Hi Kris,
The problem is in the large result set. Score calculation takes large
enough time.
Two hints:
1. Don't retrieve any stored field for results you don't need.
Retrieving any stored field invokes complete document loading. It's
time-expensive operation.
2. Result set limitation functionality is included into
Zend_Search_Lucene now.
"Zend_Search_Lucene::setResultSetLimit($limit)" limits result set size.
It doesn't return "best N" results, but simply "first N". Nevertheless
it may be useful to limit search time.
It's available via SVN and nightly snapshots -
http://framework.zend.com/download/snapshot/ and is going to be included
into ZF v1.1.0.
PS Default search field may be set with
Zend_Search_Lucene::setDefaultSearchField($fieldName);
null means, that search is performed through all fields by default.
With best regards,
Alexander Veremyev.
Kris Jurka wrote:
Kris Jurka wrote:
[Different results/performance with PHP vs Java Lucene]

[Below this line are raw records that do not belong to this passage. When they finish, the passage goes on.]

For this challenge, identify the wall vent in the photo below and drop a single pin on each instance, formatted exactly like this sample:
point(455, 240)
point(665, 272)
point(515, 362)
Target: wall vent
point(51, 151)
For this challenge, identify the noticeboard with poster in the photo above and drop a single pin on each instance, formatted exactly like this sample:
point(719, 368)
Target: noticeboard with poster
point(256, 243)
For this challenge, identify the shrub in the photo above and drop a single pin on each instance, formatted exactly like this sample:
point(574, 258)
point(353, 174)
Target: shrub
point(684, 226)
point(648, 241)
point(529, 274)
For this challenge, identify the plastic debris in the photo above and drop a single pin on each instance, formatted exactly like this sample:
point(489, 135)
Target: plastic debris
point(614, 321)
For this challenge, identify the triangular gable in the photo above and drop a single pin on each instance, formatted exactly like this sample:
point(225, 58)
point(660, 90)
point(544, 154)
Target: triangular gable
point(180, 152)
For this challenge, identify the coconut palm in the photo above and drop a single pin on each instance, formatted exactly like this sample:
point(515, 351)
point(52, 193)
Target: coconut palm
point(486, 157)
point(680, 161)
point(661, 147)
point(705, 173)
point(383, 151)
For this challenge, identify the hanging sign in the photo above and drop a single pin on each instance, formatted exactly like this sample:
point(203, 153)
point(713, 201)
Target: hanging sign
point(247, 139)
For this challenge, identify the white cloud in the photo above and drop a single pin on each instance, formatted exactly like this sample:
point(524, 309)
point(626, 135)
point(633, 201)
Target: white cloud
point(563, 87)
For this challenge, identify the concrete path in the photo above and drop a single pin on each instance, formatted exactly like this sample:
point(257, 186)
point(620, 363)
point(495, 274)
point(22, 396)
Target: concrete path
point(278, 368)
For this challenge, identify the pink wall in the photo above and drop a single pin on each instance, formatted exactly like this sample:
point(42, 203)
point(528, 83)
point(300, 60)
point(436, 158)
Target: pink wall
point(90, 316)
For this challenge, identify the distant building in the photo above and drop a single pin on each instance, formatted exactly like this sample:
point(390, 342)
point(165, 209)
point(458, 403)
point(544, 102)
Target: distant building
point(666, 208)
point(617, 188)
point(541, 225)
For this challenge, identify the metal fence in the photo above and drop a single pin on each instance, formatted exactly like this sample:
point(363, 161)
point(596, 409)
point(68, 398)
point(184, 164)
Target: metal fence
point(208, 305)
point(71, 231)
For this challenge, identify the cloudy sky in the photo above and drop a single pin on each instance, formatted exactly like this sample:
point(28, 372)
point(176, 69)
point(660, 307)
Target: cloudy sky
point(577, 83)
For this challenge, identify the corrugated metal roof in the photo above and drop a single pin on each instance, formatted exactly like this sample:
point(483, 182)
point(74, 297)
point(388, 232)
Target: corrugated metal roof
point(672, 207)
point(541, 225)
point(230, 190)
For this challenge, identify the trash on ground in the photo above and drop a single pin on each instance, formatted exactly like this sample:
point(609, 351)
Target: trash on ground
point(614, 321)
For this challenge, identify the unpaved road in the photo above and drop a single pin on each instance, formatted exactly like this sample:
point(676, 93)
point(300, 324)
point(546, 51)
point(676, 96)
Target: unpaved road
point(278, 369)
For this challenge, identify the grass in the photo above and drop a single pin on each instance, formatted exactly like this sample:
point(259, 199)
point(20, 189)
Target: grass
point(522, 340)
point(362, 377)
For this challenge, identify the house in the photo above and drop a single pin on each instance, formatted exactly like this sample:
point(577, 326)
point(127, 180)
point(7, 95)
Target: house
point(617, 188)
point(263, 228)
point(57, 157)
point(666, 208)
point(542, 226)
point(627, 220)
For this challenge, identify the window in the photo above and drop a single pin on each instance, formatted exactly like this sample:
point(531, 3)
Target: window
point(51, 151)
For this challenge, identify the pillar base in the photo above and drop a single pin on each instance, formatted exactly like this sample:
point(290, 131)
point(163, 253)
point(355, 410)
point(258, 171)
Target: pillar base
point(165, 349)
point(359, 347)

Some more testing has revealed that PHP was doing a search over all
index parts while Java was just using the contents. Additional the Java
version considered "there" a stop word, so now comparing apples to apples:
./searchtest.php 'contents:hey contents:good contents:looking'
Search in: 4.2395761013
Hits: 38494
$ java -classpath lucene-core-2.2.0.jar:. SearchTest 'contents:hey
contents:good contents:looking'
Search in: 0.29
Hits: 38494
Kris Jurka